UPDATE: A Video of the presentation is now available here.

Wired for War: Everything You Wanted to Know about Robots and War but Were Afraid to Ask, P.W. Singer

Thursday, November 29, 6:00 p.m., Moot Court, Room 100, Faculty of Law, 3660 Peel Street

In the last decade, robotics has moved from the world of science fiction onto the battlefield, and soon onto the home front. The U.S. military for example, went from having a handful of unarmed “drones” to more than 8,000 in the air and another 12,000 on the ground. It is joined by over 50 other nations in using military robotics, from Canada, France and the U.K., to Russia, China, and Iran. And now, this new technology is increasingly starting to be used in fields that range from law enforcement to media and journalism.

Much like gunpowder or the steam engine, this new technology is thus posing a series of tough new questions, not just in its use, but also in its ripple effects onto the realms of politics, business, law, and ethics. Join P. W. Singer, best-selling author of the book Wired for War and consultant for groups that range from the Pentagon to the Call of Duty video game series, as he discusses the robotics revolution and the new story of technology and war that our machines are starting to write.

Peter Warren Singer, Director of the 21st Century Defense Initiative and senior fellow at the Brookings Institution, will be delivering the 2012 Media@McGill Beaverbrook Annual Lecture entitled, “Wired for War: Everything You Wanted to Know about Robots and War but Were Afraid to Ask.” The lecture will take place at Moot Court, Room 100, within the Faculty of Law (3660 Peel Street), on Thursday, November 29, at 6:00 p.m. It is free and open to the public.
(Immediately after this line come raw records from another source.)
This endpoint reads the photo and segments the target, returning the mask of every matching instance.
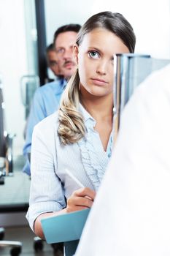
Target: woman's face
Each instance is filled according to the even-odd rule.
[[[96,97],[112,93],[113,55],[129,53],[121,39],[107,29],[95,29],[74,50],[82,93],[85,90]]]

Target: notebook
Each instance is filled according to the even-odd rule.
[[[45,239],[48,244],[79,240],[90,209],[42,219]]]

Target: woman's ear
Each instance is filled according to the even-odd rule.
[[[73,55],[74,55],[74,59],[76,61],[77,65],[78,64],[78,62],[79,62],[78,54],[79,54],[79,48],[78,48],[78,45],[75,44],[73,45]]]

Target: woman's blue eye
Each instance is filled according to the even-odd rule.
[[[95,50],[91,50],[88,53],[88,55],[90,57],[93,59],[98,59],[99,58],[99,53]]]

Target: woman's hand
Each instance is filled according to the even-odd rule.
[[[90,208],[95,196],[96,192],[88,187],[75,190],[67,200],[66,211],[76,211]]]

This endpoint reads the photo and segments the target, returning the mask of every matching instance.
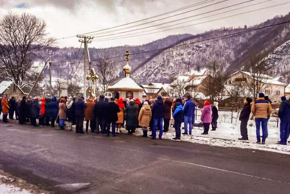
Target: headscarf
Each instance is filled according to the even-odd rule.
[[[117,102],[117,105],[119,106],[119,108],[125,108],[125,105],[124,104],[123,99],[122,98],[119,98],[119,100]]]
[[[140,102],[140,100],[139,100],[139,98],[136,98],[135,102],[137,103],[138,105],[140,105],[141,104],[141,102]]]

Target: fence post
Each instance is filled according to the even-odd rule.
[[[231,120],[231,124],[232,124],[232,119]]]

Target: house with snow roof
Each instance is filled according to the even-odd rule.
[[[17,99],[21,98],[24,96],[27,95],[23,90],[15,83],[12,81],[3,81],[0,83],[0,95],[6,95],[8,98],[12,96]]]
[[[194,98],[204,99],[209,94],[205,90],[204,83],[207,79],[212,79],[212,77],[207,73],[206,69],[199,71],[191,72],[189,75],[178,76],[171,84],[173,87],[177,86],[182,86],[187,93]]]
[[[142,85],[141,87],[144,89],[146,98],[155,99],[158,96],[162,97],[168,97],[168,89],[170,88],[169,84],[151,82],[148,85]]]
[[[266,96],[269,96],[272,102],[279,103],[281,97],[285,95],[285,87],[287,85],[268,75],[261,75],[260,77],[264,85],[260,92],[263,92]],[[225,95],[231,96],[231,93],[234,93],[232,90],[236,91],[237,86],[239,85],[244,87],[243,94],[241,97],[252,97],[249,88],[247,88],[246,82],[252,82],[253,79],[252,74],[250,72],[241,70],[234,72],[230,75],[225,82],[225,87],[227,89],[225,91],[228,92],[225,93]]]

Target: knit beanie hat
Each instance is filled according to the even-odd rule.
[[[284,96],[281,97],[281,100],[282,101],[284,101],[284,100],[287,100],[287,99],[286,98],[286,97]]]
[[[265,97],[265,94],[263,93],[260,93],[259,94],[259,98],[264,98]]]
[[[211,105],[211,101],[209,100],[206,100],[206,101],[204,102],[204,106],[208,105]]]

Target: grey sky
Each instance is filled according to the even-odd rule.
[[[215,0],[207,4],[221,0]],[[174,19],[164,20],[159,22],[168,22],[174,19],[202,13],[246,0],[228,0],[217,5],[196,10],[176,17]],[[252,2],[243,5],[212,14],[203,15],[193,18],[192,19],[265,0],[253,0]],[[59,38],[122,24],[201,1],[202,0],[0,0],[0,19],[1,19],[9,11],[19,13],[29,12],[44,20],[47,23],[48,32],[51,36]],[[289,0],[272,0],[255,6],[208,18],[208,19],[192,22],[187,24],[190,24],[205,22],[230,15],[289,1]],[[200,5],[199,7],[203,5]],[[195,7],[188,10],[197,7]],[[237,27],[243,26],[245,24],[252,25],[262,22],[277,15],[286,14],[290,10],[290,3],[209,23],[162,33],[118,40],[94,42],[90,44],[90,46],[106,47],[124,44],[137,45],[163,38],[171,34],[185,33],[194,34],[224,26]],[[158,22],[156,23],[158,23]],[[186,24],[183,25],[186,25]],[[139,31],[135,32],[137,32]],[[58,42],[57,45],[60,47],[77,47],[79,46],[79,43],[77,38],[74,38],[59,40]]]

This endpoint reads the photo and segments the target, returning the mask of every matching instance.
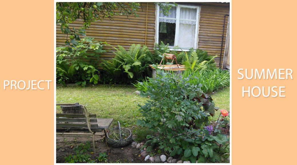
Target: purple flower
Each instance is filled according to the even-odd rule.
[[[212,125],[205,127],[204,127],[204,128],[205,129],[208,131],[208,132],[209,133],[210,135],[211,134],[211,132],[214,131],[214,128],[212,127]]]

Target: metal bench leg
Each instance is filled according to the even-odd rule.
[[[96,132],[94,132],[93,133],[93,135],[92,135],[92,138],[93,139],[93,150],[94,151],[94,153],[96,153],[96,150],[95,150],[95,141],[94,140],[94,138],[95,138],[95,134],[96,133]]]

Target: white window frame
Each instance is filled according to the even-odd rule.
[[[175,6],[174,4],[170,4],[171,5],[173,6]],[[159,5],[157,4],[156,5],[156,7],[157,8],[157,13],[156,15],[156,22],[157,22],[156,24],[156,40],[155,42],[156,43],[159,44],[159,17],[160,15],[160,7]],[[179,30],[179,20],[181,20],[183,21],[193,21],[192,20],[188,20],[187,19],[181,19],[180,18],[180,11],[181,7],[185,7],[187,8],[191,8],[192,9],[196,9],[197,10],[197,15],[196,16],[196,24],[195,28],[195,43],[194,45],[194,47],[192,48],[194,49],[197,49],[198,48],[198,44],[197,44],[197,42],[198,41],[198,25],[199,25],[199,18],[200,16],[200,12],[201,11],[201,6],[189,6],[187,5],[184,5],[179,4],[176,7],[176,16],[175,18],[168,18],[166,17],[161,17],[160,18],[164,18],[166,19],[173,19],[174,20],[176,20],[176,25],[175,27],[175,38],[174,38],[174,45],[176,46],[169,46],[169,48],[170,50],[173,50],[173,48],[176,46],[178,45],[178,34]],[[188,51],[189,49],[192,48],[192,47],[180,47],[181,48],[180,49],[178,49],[176,50],[178,51],[181,51],[181,50],[184,51]]]

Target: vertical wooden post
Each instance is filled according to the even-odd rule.
[[[229,12],[229,15],[230,12]],[[225,43],[225,49],[224,51],[224,57],[223,59],[223,66],[222,69],[225,69],[227,65],[228,56],[229,54],[229,45],[230,43],[230,16],[228,17],[228,23],[227,25],[227,34],[226,34],[226,42]]]

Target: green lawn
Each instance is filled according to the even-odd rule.
[[[85,87],[80,87],[57,88],[57,103],[73,103],[78,102],[86,107],[89,113],[96,114],[97,117],[113,118],[112,126],[120,121],[121,125],[135,125],[136,120],[141,117],[138,104],[143,105],[146,99],[133,93],[134,87],[127,86],[98,85]],[[225,88],[212,97],[216,106],[230,109],[229,88]],[[61,108],[57,106],[57,112]],[[216,121],[219,114],[217,112],[211,120]]]
[[[220,107],[219,109],[216,112],[214,117],[210,117],[211,121],[216,121],[221,109],[230,110],[230,88],[225,88],[221,89],[218,92],[212,95],[211,98],[214,101],[216,106]]]

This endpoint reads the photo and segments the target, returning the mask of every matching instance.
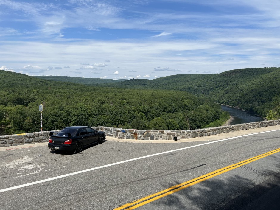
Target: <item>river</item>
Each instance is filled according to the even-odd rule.
[[[260,117],[246,111],[243,111],[239,109],[228,106],[221,106],[222,109],[224,111],[228,112],[232,118],[232,120],[230,122],[229,122],[227,125],[234,125],[236,124],[264,121],[263,119]]]

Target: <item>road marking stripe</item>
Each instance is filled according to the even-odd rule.
[[[216,176],[249,163],[279,152],[280,152],[280,148],[256,156],[247,160],[243,161],[228,166],[179,184],[173,186],[160,192],[136,200],[131,203],[124,204],[119,207],[114,209],[114,210],[125,210],[125,209],[130,210],[136,209],[139,206],[174,193],[212,177]]]
[[[66,177],[67,176],[72,176],[72,175],[75,175],[76,174],[78,174],[81,173],[84,173],[85,172],[87,172],[88,171],[93,171],[94,170],[96,170],[97,169],[99,169],[101,168],[105,168],[106,167],[109,167],[109,166],[113,166],[115,165],[118,165],[118,164],[120,164],[122,163],[126,163],[128,162],[130,162],[130,161],[133,161],[135,160],[140,160],[140,159],[143,159],[143,158],[148,158],[150,157],[152,157],[153,156],[155,156],[157,155],[162,155],[162,154],[165,154],[166,153],[169,153],[172,152],[175,152],[175,151],[179,151],[180,150],[186,150],[187,149],[189,149],[189,148],[192,148],[192,147],[199,147],[200,146],[202,146],[203,145],[205,145],[206,144],[213,144],[213,143],[215,143],[217,142],[219,142],[220,141],[226,141],[227,140],[229,140],[230,139],[236,139],[237,138],[239,138],[241,137],[244,137],[244,136],[252,136],[253,135],[256,135],[257,134],[259,134],[260,133],[267,133],[268,132],[272,132],[273,131],[276,131],[280,130],[280,129],[278,129],[277,130],[269,130],[267,131],[263,131],[262,132],[260,132],[258,133],[251,133],[250,134],[247,134],[246,135],[243,135],[242,136],[234,136],[234,137],[231,137],[230,138],[228,138],[227,139],[221,139],[220,140],[217,140],[217,141],[210,141],[209,142],[208,142],[206,143],[204,143],[203,144],[197,144],[197,145],[194,145],[193,146],[191,146],[190,147],[184,147],[183,148],[180,148],[180,149],[177,149],[176,150],[171,150],[169,151],[167,151],[166,152],[164,152],[162,153],[157,153],[156,154],[153,154],[152,155],[147,155],[146,156],[143,156],[143,157],[140,157],[139,158],[134,158],[132,159],[130,159],[130,160],[127,160],[125,161],[121,161],[120,162],[118,162],[117,163],[111,163],[110,164],[108,164],[108,165],[105,165],[104,166],[99,166],[98,167],[95,167],[95,168],[92,168],[89,169],[86,169],[85,170],[83,170],[82,171],[77,171],[75,172],[73,172],[73,173],[71,173],[69,174],[65,174],[64,175],[61,175],[61,176],[56,176],[54,177],[52,177],[52,178],[49,178],[48,179],[43,179],[42,180],[40,180],[39,181],[37,181],[33,182],[30,182],[30,183],[27,183],[27,184],[22,184],[20,185],[18,185],[18,186],[15,186],[14,187],[9,187],[7,188],[5,188],[4,189],[0,189],[0,192],[4,192],[6,191],[8,191],[9,190],[12,190],[15,189],[17,189],[18,188],[19,188],[21,187],[27,187],[28,186],[30,186],[31,185],[33,185],[34,184],[39,184],[40,183],[42,183],[43,182],[45,182],[49,181],[51,181],[52,180],[55,180],[55,179],[60,179],[61,178],[63,178],[64,177]]]

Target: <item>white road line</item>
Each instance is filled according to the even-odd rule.
[[[130,159],[130,160],[127,160],[126,161],[121,161],[120,162],[118,162],[116,163],[111,163],[110,164],[108,164],[107,165],[105,165],[104,166],[99,166],[97,167],[95,167],[95,168],[92,168],[89,169],[86,169],[85,170],[83,170],[82,171],[77,171],[76,172],[74,172],[73,173],[71,173],[69,174],[65,174],[64,175],[61,175],[61,176],[56,176],[54,177],[52,177],[52,178],[49,178],[48,179],[43,179],[42,180],[40,180],[39,181],[37,181],[35,182],[30,182],[30,183],[27,183],[27,184],[22,184],[20,185],[18,185],[18,186],[15,186],[14,187],[9,187],[7,188],[5,188],[4,189],[2,189],[0,190],[0,192],[4,192],[6,191],[8,191],[9,190],[12,190],[15,189],[17,189],[18,188],[21,188],[21,187],[27,187],[28,186],[30,186],[31,185],[33,185],[34,184],[39,184],[40,183],[42,183],[43,182],[45,182],[49,181],[51,181],[52,180],[55,180],[55,179],[60,179],[61,178],[63,178],[64,177],[66,177],[67,176],[72,176],[72,175],[75,175],[76,174],[80,174],[82,173],[84,173],[85,172],[86,172],[88,171],[93,171],[94,170],[96,170],[97,169],[99,169],[102,168],[105,168],[106,167],[109,167],[109,166],[113,166],[115,165],[118,165],[118,164],[120,164],[122,163],[127,163],[128,162],[130,162],[130,161],[133,161],[136,160],[139,160],[140,159],[142,159],[143,158],[148,158],[150,157],[152,157],[153,156],[155,156],[157,155],[162,155],[162,154],[165,154],[166,153],[169,153],[172,152],[175,152],[175,151],[179,151],[180,150],[186,150],[186,149],[189,149],[189,148],[192,148],[192,147],[199,147],[199,146],[202,146],[203,145],[205,145],[206,144],[213,144],[213,143],[215,143],[217,142],[219,142],[220,141],[226,141],[227,140],[229,140],[230,139],[236,139],[237,138],[239,138],[241,137],[243,137],[244,136],[252,136],[253,135],[256,135],[257,134],[259,134],[260,133],[267,133],[268,132],[272,132],[273,131],[277,131],[279,130],[280,130],[280,129],[279,129],[277,130],[270,130],[267,131],[264,131],[263,132],[260,132],[260,133],[251,133],[251,134],[246,134],[246,135],[243,135],[242,136],[235,136],[234,137],[232,137],[230,138],[228,138],[227,139],[221,139],[220,140],[218,140],[217,141],[211,141],[210,142],[208,142],[206,143],[204,143],[203,144],[197,144],[197,145],[194,145],[193,146],[191,146],[190,147],[184,147],[183,148],[180,148],[180,149],[177,149],[176,150],[170,150],[169,151],[167,151],[166,152],[164,152],[162,153],[157,153],[156,154],[153,154],[152,155],[147,155],[146,156],[143,156],[143,157],[140,157],[139,158],[133,158],[132,159]]]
Singer is the author of Wired for War: The Robotics Revolution and Conflict in the 21st Century (Penguin, 2009); Children at War (Pantheon, 2005); and Corporate Warrior: The Rise of the Privatized Military Industry (Cornell University Press, 2003). As the youngest scholar to be named senior fellow in Brooking’s history, he has also been mentioned on Foreign Policy Magazine’s Top 100 Global Thinkers list, the Smithsonian Institution’s list of 100 “leading innovators in the nation,” and CNN’s “New Guard” list of the next generation of newsmakers. Singer has acted as a consultant for the U.S. Department of Defense and the FBI, and as adviser to a host of entertainment programs – most recently for the forthcoming sequel to the popular Call of Duty games, Call of Duty: Black Ops 2.